Identification of Differentially Regulated Genes Comparing 7 day vs Undifferentiated cells and 21 day vs 7 day cells

Days

Upregulated Genes (2 fold and above)

Downregulated Genes (0.5 fold and below)

7 day vs Undiff

1350

2929

21 day vs 7 day

1107

606

Fig. 2

Hierarchical clustering and heat map analysis of individual gene expression profiles: A heat map depiction of the transcriptomic profiles of all samples analyzed by microarray is presented. Red bars indicate relatively high signal intensity for the gene product in question, with blue representing lower intensity and grey intermediate. Clustering of the samples is indicated by the dendrogram on top; it is apparent that all 5 undifferentiated samples cluster together (have the highest degree of similarity with each other), and the same is true for the 4 7-day differentiated samples and the 6 21-day differentiated samples. UD 1–5: undifferentiated ASCs; 7days 1–3, 5: 7-day differentiated ASCs; 21 day 1–6: 21-day differentiated ASCs

Quantitative RT-PCR analysis of selected transcripts

We performed direct quantitation of nine selected gene products by real-time RT-PCR to validate the microarray findings. Genes were selected based on their established relevance to adipocyte biology, or were included to validate their heretofore unknown importance to adipocyte maturation. In every case, a strong correspondence between the microarray and real time RT-PCR data was observed (Figs. 3 and 4).
Fig. 3

Relative expression levels of select genes as determined by microarray: Histogram presentations of the relative expression levels of (a) FABP4 (b) ADIPOQ (c) PLIN4 (d) FGF1 (e) FGF11 (f) HES1 (g) RSAD2 (h) PPP1R1A (i) POSTN as quantified by microarray are shown. Signal intensities for each gene product are expressed in arbitrary units after background subtraction. Statistical significance was determined by Student’s t test and p value < 0.05 was considered significant

Fig. 4

Confirmation of select gene expression by direct quantitative RT-PCR assay: The results of direct quantitative RT-PCR assays measuring relative message levels of (a) FABP4 (b) ADIPOQ (c) PLIN4 (d) FGF1 (e) FGF11 (f) HES1 (g) RSAD2 (h) PPP1R1A (i) POSTN are shown as histograms. Relative values for each transcript were normalized by internal control (GAPDH), and are shown here in each instance with baseline expression in undifferentiated ASCs set at a relative value of “1”. Values represent mean ± SEM of two independent experiments performed in triplicate. p < 0.05 was considered significant. In all cases a strong concordance was seen in the patterns of gene expression measured by microarray and measured by direct qRT-PCR

Expression levels of FABP4 (fatty acid binding protein 4 or adipocyte protein 2), ADIPOQ (adiponectin) and PLIN4 (perilipin), known markers for differentiated adipocytes, were significantly increased at 7 and 21 days in culture albeit with a statistically significant decline after day 7 (Figs. 3a,b,c and 4a,b,c). Similarly, PPP1R1A (protein phosphatase 1, regulatory (inhibitor) subunit 1A), was markedly elevated at 7 days versus undifferentiated controls, but fell back to baseline by 21 days (Figs. 3h and 4h). We also investigated fibroblast growth factors identified as differentially expressed by the microarray. Fibroblast growth factor 1 (FGF1) was initially decreased in 7days culture but showed a significant increase well above the 0day baseline at 21 days in culture. In contrast, fibroblast growth factor 11 (FGF11) showed both an initial increase at 7 days, and a further increase at 21 days (Figs. 3d,e & 4d,e).
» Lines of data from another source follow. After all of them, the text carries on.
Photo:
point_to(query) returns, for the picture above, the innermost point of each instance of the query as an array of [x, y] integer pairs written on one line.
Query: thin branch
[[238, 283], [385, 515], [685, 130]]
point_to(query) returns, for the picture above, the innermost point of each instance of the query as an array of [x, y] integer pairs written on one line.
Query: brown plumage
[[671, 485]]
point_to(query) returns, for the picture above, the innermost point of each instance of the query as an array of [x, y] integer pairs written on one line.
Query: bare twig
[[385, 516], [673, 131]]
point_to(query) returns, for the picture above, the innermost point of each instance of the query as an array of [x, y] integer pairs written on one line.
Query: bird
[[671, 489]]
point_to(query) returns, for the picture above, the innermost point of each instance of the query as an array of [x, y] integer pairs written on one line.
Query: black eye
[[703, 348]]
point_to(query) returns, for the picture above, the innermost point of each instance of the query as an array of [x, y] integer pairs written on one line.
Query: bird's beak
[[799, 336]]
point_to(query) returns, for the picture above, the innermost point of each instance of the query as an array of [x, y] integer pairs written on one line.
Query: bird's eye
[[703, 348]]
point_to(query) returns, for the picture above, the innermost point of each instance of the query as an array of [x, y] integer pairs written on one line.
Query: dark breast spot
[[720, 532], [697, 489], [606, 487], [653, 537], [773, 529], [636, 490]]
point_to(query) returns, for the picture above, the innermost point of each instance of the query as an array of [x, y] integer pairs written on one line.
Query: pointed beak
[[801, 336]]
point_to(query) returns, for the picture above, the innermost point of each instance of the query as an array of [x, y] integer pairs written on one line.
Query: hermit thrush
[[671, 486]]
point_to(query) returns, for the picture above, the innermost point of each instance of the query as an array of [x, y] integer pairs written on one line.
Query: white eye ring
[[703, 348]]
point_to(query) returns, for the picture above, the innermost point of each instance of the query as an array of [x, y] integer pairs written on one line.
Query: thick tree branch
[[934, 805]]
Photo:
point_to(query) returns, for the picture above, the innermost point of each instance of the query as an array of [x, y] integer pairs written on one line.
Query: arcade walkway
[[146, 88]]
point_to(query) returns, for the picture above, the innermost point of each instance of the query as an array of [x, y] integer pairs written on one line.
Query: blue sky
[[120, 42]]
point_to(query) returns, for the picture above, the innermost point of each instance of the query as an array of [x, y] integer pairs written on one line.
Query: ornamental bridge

Two genes, periostin (POSTN) and HES1 (hairy and enhancer of split-1), exhibited decreased expression in both 7days and 21day cultures relative to undifferentiated cultures: (Figs. 3f 4f 3i & 4i). Finally, RSAD2 (radical S-adenosyl methionine domain containing 2) showed no significant change after 7 days of culture but was dramatically elevated at 21 days (Figs. 3g & 4g).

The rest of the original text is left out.